DMVPN

Апофеоз сегодняшнего выпуска – DMVPN (Dymamic Multipoint VPN). До сих пор речь была об универсальных вендоронезависымых вещах. К сожалению, DMVPN – вещь сугубо цисковская и открытых адекватных аналогов пока не имеет (поправьте, если ошибаюсь).

В предыдущих частях мы решили проблему с безопасностью передаваемых данных – теперь мы их шифруем – и с IGP – посредством GRE over IPSec мы используем протоколы динамической маршрутизации. Осталась последняя проблема – масштабируемость. Хорошо, когда у вас вот такая сеточка:

По два туннеля на каждом узле и всё. Добавляем ещё один узел:

И ещё один:

Нужно уже гораздо больше туннелей для получения полносвязной топологии. Типичная проблема со сложностью m*(m-1)/2. Если не использовать Full-Mesh, а обратиться к топологии Hub-and-Spoke с одной центральной точкой, то появляется другая проблема – трафик между любыми филиалами будет проходить через центральный узел.

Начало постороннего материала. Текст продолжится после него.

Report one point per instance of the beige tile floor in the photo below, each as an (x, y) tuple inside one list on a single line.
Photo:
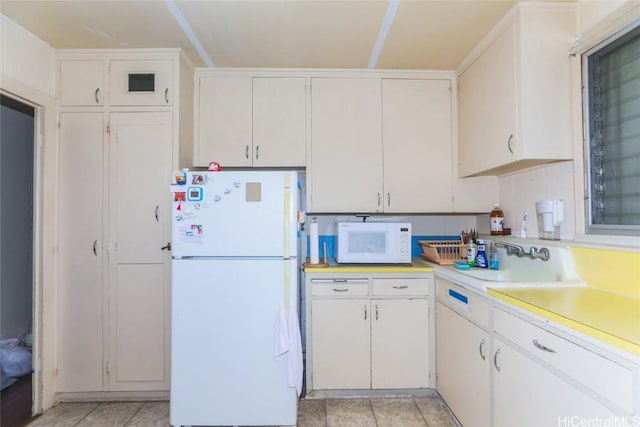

DMVPN позволяет решить обе проблемы. Суть такая: выбирается центральная точка Hub (или несколько). Она будет сервером, к которому будут подключаться клиенты (Spoke) и получать всю необходимую информацию. При этом:

1) Данные будут зашифрованы IPSec 2) Клиенты могут передавать трафик непосредственно друг другу в обход центрального узла 3) Только на центральном узле необходим статический публичный IP-адрес. Удалённые узлы могут иметь динамический адрес и находиться даже за NATом, используя адреса из частных диапазонов (Технология NAT Traversal ). Но при этом возникают ограничения по части динамических туннелей.

Это всё средоточие мощи GRE и IPSec, сдобренное NHRP и IGP.